SAP on AWS: Build for availability and reliability
In the words of Amazon CEO Andy Jassy ‘there is no compression algorithm for experience’. With over 5000 SAP customers on AWS, AWS has become a platform for innovation for SAP workloads. With our working backwards leadership principle, AWS has built several tools and services to help SAP customers build robust, reliable and scalable SAP systems on AWS regions across the world. In this blog, we will discuss various AWS services to build reliable SAP systems on the platform.
A robust backup policy is at the center of an enterprise’s business continuity and disaster recovery (DR) strategies. When migrating to AWS, customers can adopt new tools and services available on AWS, to simplify their SAP applications’ recovery steps from various availability events.
When planning a backup policy for your applications, consider a combination of file backups and storage snapshots to minimize recovery time objective (RTO). Mission critical applications need protection from events that occur within an AWS availability zone (AZ), as well as events that can affect an entire region. Before we go any further, it’s important to understand the system design principles for SAP systems on AWS that are detailed in the technical document, “Architecture Guidance for Availability and Reliability of SAP on AWS”, as we will extend on that topic in this blog post.
Building a backup policy on AWS
Below are some of the key services and features that can be used to build a backup policy for SAP applications and databases.
Backup of HANA databases
AWS Backint Agent for SAP HANA is used to backup SAP HANA databases to Amazon Simple Storage Service (S3) buckets directly and restores it using SAP management tools such as HANA Cockpit. Optionally, you can use SAP Backint Agent for Amazon S3, as per SAP Note 2935898. It is also possible to add a storage snapshot based backup and recovery strategy to your backup policy for your SAP HANA databases. When deploying HANA using AWS Launch Wizard for SAP, you can choose to install backint agent for integrating backups with Amazon S3 service.
Backup of AnyDB databases
AnyDB(non-HANA) databases running SAP, can be backed up to files on an Amazon Elastic Block Storage (EBS) volume, for staging your backups.
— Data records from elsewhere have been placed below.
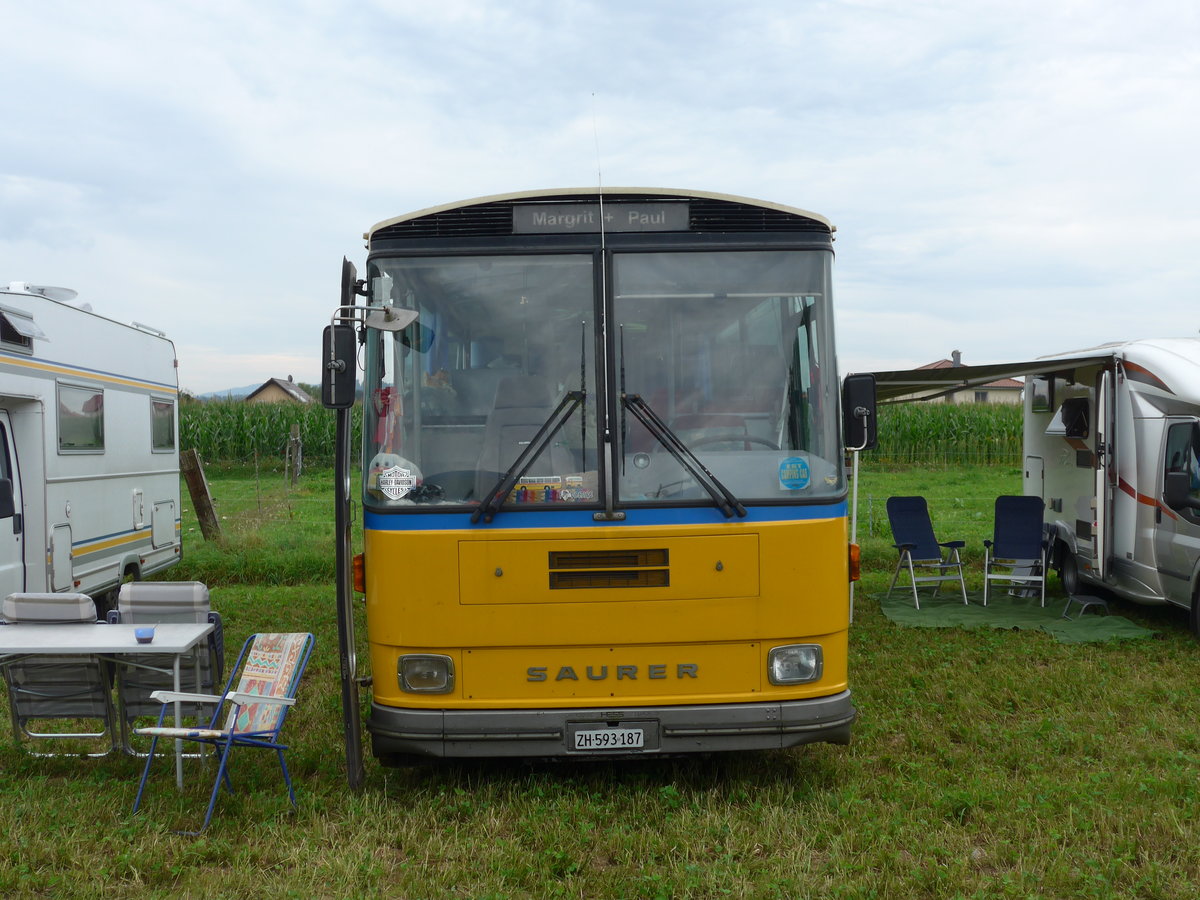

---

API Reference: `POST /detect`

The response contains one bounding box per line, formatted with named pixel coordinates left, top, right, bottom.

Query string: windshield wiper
left=620, top=394, right=746, bottom=518
left=470, top=391, right=584, bottom=524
Once the backups are finished, the files can be uploaded to S3 using the AWS CLI. The process can be automated using features of AWS Systems Manager (SSM).
Alternative approaches to backup non-HANA databases, using database and AWS native features, include:
Customers running SAP with Oracle DB on AWS can use Oracle Secure Backup(OSB) Cloud Module to integrate Oracle backups with AWS S3 service. This feature is available with Database 9i Release 2 or later. When using RMAN, multiple backup channels can be used to improve performance.
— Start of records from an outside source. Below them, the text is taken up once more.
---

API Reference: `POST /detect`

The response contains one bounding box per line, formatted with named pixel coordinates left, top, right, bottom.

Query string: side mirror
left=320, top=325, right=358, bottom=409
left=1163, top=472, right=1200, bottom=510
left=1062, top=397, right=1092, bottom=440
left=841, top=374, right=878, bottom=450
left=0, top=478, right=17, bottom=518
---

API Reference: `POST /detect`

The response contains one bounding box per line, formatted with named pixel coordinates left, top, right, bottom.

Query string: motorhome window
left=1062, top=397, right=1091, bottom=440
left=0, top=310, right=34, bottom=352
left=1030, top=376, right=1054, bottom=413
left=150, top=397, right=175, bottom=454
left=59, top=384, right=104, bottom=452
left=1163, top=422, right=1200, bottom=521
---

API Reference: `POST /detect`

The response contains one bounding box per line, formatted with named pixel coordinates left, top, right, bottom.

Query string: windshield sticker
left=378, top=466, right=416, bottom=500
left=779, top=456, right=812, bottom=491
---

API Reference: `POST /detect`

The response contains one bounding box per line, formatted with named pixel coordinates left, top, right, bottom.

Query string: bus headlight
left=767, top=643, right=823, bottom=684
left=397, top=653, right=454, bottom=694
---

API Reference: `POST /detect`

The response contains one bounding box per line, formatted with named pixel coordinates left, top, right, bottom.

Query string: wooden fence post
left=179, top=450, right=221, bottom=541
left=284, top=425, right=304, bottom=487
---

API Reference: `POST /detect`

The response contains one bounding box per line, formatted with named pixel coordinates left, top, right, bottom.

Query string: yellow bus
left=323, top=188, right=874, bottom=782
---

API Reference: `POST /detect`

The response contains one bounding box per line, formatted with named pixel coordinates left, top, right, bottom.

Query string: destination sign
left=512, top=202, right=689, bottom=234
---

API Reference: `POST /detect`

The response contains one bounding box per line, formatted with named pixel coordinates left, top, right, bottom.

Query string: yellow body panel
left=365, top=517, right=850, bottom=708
Customers running SAP workloads with Oracle can also leverage AWS Native EBS multi-volume crash-consistent snapshots to perform backup and recovery for Oracle databases. This procedure saves storage cost as snapshots are incremental. Amazon EBS Fast Snapshot Restore improves restore time. Please look at Kellogg’s customer story for the benefits of this approach.
SAP ASE Database:
Customers running SAP workloads with SAP ASE (Adaptive Server Enterprise) database use Amazon S3 as their backup storage. This solution needs AWS File Gateway which is used to transfer asynchronously data to Amazon S3 over an HTTPS connection. SAP has also performed detailed analysis and shared solution with configuration steps for this approach.
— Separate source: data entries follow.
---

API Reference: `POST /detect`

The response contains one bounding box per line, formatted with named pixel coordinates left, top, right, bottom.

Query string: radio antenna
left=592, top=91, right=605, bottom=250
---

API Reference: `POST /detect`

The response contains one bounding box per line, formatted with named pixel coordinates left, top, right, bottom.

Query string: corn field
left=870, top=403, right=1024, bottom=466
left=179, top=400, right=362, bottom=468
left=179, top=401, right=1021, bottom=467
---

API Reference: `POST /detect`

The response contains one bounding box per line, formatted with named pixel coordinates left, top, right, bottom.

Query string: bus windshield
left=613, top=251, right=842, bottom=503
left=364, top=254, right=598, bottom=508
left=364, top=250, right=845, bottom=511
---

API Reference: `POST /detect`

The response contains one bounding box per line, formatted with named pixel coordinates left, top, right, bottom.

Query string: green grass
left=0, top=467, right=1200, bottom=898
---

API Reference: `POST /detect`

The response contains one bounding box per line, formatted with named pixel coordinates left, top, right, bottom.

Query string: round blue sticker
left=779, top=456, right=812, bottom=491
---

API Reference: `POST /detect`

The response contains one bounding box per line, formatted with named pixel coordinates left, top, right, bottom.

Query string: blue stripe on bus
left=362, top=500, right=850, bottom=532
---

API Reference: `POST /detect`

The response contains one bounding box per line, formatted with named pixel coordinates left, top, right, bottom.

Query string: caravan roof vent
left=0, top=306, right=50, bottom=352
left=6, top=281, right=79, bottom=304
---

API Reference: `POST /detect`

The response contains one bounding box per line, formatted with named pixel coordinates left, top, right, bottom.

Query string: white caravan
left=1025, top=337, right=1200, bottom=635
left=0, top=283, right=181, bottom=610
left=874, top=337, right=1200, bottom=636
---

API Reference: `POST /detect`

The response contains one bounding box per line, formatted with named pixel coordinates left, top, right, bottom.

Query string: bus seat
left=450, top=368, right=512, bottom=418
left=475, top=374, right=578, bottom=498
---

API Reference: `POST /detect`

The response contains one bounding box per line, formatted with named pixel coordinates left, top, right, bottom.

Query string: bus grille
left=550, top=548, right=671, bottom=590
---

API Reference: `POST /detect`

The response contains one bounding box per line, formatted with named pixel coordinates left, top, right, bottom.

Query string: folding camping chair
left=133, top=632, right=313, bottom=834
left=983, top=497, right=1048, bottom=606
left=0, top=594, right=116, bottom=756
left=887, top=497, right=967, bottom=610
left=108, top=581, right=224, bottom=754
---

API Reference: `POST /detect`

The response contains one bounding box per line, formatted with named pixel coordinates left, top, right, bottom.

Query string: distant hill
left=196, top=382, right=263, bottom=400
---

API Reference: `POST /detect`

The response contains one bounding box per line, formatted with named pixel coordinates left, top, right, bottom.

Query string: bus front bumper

Similar to other databases, the SAP ASE database also provides the option to leverage the Amazon EBS snapshots option for backup and restore operations. Refer to this blog for detailed steps to perform and automate backup/restore operations on SAP ASE database using Amazon EBS Snapshots.
Microsoft SQL Server Database:
MS SQL Server running on Microsoft Windows can use VSS (Volume Shadow Copy Service) feature to perform consistent DB backup. VSS is also integrated with AWS Backup which make administration easy for backup/restore operations. Please refer to the blog for detailed configuration and testing steps.
Backup using third party tools
Many third-party enterprise backup tools are able to read and write backups to Amazon S3, also, and integrate with the SAP backint interface for supported backup methods. If you are already using a tool and would like to use it on AWS, please check with the vendor for integration with S3. We also have solutions offered by our partners such as Linke Emory Cloud Backup, where SAP HANA, Oracle, and SAP ASE database backups can be stored and recovered directly from Amazon S3. Partners like Commvault, Veritas, N2WS, Actifio and others are also able to write SAP HANA and AnyDB database backups directly into Amazon S3 buckets. The solutions offered by these ISVs may provide additional features such as de-duplication, encryption, compression, and may save you money by reducing or removing the need for EBS storage for backup staging.
Amazon S3 Replication
Amazon S3 Replication is a feature which can be used to replicate all or a subset of your SAP database backups stored in an S3 bucket, to a separate S3 bucket for alternative recovery purposes, such as for Disaster Recovery. S3 Cross Region Replication adds the capability to replicate these files to a different AWS region, for Disaster Recovery purposes. And with S3 Replication Time Control, you can now replicate your S3 objects in predictable time frame, based on Service Level Agreements from AWS. When replicating backup files in S3 to a DR region, you can choose the S3 Standard-Infrequent Access (S3 Standard-IA) tier in the DR region, to store your backups at a lower cost in the DR region.
AWS Backup provides a control plane to manage backups for services such as EBS, EFS, EC2, DynamoDB, Aurora and storage gateway. AWS backup plan can also copy the backups to another region for Disaster Recovery. SAP applications often use services such as EBS, EFS, and EC2, which can be backed up using AWS backup.
Database backups via Amazon Elastic Block Storage(EBS) snapshots
Databases can be backed up using snapshots. Snapshots are incremental, meaning only the blocks on the device that have changed after your most recent snapshot are saved. Snapshots are suited to back up SAP file systems such as /usr/sap/*, /sapmnt/*. When using EBS snapshots to backup databases, make sure the database is in “backup mode” or shut down your database before a snapshot is triggered for consistency.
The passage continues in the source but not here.